A Levin family have been left homeless after a stopbank on their property burst its banks, sending a raging torrent of water knocking them off their feet.
The Friend family were eventually rescued by a neighbour who used a tractor to help transport them to safety due to the force of the river-like rapids during the early hours of Friday morning.
Cyndi Friend said her family, who live on Muhunoa West Rd, Ohau, has now been split up with some living with neighbours, while she and her husband are staying with friends.
Friend said she was woken to the incident by her 27-year-old visually-impaired son, Tane Collins. Collins lost his sight aged 10 after surviving a rare medulloblastoma - brain - tumour.
Collins lives in a sleep-out and had to traipse through the water with his dog to alert his mother in the adjacent house.
"My son was banging on the door screaming out, 'Mum, mum there's water everywhere'. He was woken up by his little dog and put his feet out of the bed straight into water and started to panic."
Friend said when she started to stir, all she could hear was "glug, glug, glug".
"I immediately starting lifting a couple of things up off the floor but then the water just came up out of nowhere. Even [Wednesday] there's still water up around the house."
Her husband went and woke one of the neighbours - whose animals were slowly getting submerged by the water - while another brought his tractor over to help remove some large belongings along with herself and her son.
"It was very unsafe, very much like a river ... we couldn't see a lot. We don't have any street lights here."
Friend said they'd owned the property for two years after doing a house swap with the previous owner. While they had been told about previous flooding incidents, they didn't realise the stopbank was so fragile.
Since the flooding they'd been told a portion of the stopbank had been repaired but any further repairs had been axed due to extra costs being lumped on local taxpayers.
Friend said they would never have bought the property had they known about the stopbank's instability.
However, the council's river management group manager, Ramon Strong said the couple never bought a LIM before buying the property, and if they had, it would have identified the area as a "floodplain".

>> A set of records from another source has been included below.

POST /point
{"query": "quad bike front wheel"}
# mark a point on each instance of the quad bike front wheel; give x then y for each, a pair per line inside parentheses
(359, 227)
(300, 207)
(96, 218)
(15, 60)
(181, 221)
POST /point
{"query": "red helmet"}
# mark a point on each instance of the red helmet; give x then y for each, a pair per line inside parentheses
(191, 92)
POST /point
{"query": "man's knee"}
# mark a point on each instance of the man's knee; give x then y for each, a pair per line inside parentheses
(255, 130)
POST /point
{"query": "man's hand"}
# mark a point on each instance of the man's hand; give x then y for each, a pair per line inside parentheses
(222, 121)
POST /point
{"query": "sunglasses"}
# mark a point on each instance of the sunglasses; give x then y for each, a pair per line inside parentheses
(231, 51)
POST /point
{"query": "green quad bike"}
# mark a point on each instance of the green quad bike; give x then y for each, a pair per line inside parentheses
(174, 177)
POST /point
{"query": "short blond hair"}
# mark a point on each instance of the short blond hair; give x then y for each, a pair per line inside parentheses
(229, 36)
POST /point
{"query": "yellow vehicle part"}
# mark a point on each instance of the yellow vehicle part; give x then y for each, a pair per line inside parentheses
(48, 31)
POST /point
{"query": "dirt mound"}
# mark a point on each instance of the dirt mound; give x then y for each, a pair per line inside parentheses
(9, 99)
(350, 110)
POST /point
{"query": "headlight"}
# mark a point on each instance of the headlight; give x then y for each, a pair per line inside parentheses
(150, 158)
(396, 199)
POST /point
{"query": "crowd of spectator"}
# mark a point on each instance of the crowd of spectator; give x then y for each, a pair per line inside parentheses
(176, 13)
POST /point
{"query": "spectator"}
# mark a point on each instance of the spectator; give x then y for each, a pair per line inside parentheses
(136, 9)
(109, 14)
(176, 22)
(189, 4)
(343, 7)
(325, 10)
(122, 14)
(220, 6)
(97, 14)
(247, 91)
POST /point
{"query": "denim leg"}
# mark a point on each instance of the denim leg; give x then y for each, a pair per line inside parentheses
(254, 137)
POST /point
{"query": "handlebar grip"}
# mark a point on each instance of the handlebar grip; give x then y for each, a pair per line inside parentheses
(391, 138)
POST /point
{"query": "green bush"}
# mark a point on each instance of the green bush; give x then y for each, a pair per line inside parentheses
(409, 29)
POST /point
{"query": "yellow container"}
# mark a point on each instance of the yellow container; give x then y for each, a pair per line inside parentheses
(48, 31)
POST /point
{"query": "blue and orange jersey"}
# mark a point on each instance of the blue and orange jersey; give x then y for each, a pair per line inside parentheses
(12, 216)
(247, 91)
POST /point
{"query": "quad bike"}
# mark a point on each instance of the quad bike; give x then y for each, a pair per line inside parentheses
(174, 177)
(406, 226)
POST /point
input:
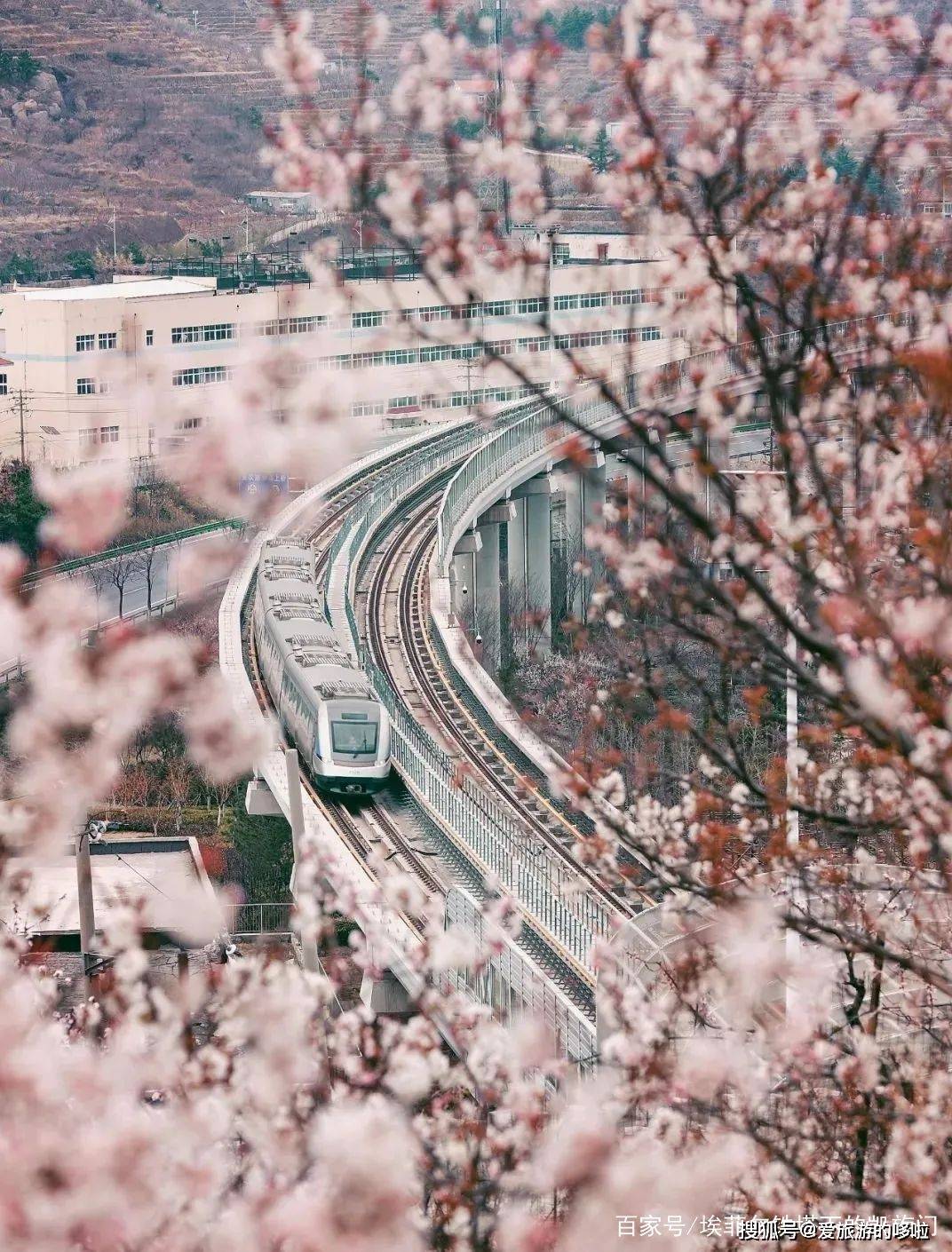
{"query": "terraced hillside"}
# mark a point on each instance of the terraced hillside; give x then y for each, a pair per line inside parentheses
(155, 107)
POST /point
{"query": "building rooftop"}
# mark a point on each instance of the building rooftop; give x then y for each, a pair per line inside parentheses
(167, 873)
(124, 289)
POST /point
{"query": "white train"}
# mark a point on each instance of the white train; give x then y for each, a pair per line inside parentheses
(325, 702)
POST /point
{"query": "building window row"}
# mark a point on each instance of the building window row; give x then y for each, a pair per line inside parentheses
(201, 375)
(282, 326)
(436, 352)
(210, 333)
(104, 342)
(93, 436)
(452, 400)
(89, 387)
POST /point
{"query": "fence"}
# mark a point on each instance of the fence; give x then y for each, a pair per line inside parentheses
(83, 562)
(17, 669)
(261, 919)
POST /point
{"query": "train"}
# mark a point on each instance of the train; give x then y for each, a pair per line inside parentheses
(323, 700)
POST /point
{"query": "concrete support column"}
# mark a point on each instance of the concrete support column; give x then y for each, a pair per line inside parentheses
(488, 583)
(574, 543)
(463, 581)
(488, 617)
(386, 995)
(516, 570)
(592, 515)
(536, 594)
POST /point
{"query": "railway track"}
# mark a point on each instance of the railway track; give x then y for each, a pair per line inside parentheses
(371, 824)
(496, 774)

"Had the new property owners done so the report would have confirmed the susceptibility of the property to flooding. Equally Horizons' District Advice staff were not contacted. They would have also confirmed the existing flood hazard.
"Horizons has correspondence suggesting that the previous owner was also aware that the house had been flooded on several occasions [separate to last week's event] and had planned to raise the house."
Strong said the council only completed a partial upgrade of the Ohau stopbanks in 2012 due to feedback from ratepayers.
"As one of a number of targeted-rate-funded river management schemes managed by Horizons, the scope of work associated with that upgrade reflected both the needs of the community and what they're prepared to pay.
"This is particularly problematic for this part of the network where the area that benefits is small as the upgrade cost becomes a substantial rate burden. The standard of flood protection provided and the reliability of that protection, ie the level of service provided, is in general well understood by the community."
As for the flood itself, Strong said it wasn't unusual as it was within the average flood period of one to five years that they expect the stopbank network to contain.
Repairs were carried out the day after the incident and will continue when the weather improves, he said.
Friend said the previous owner had not told them about plans to raise the house.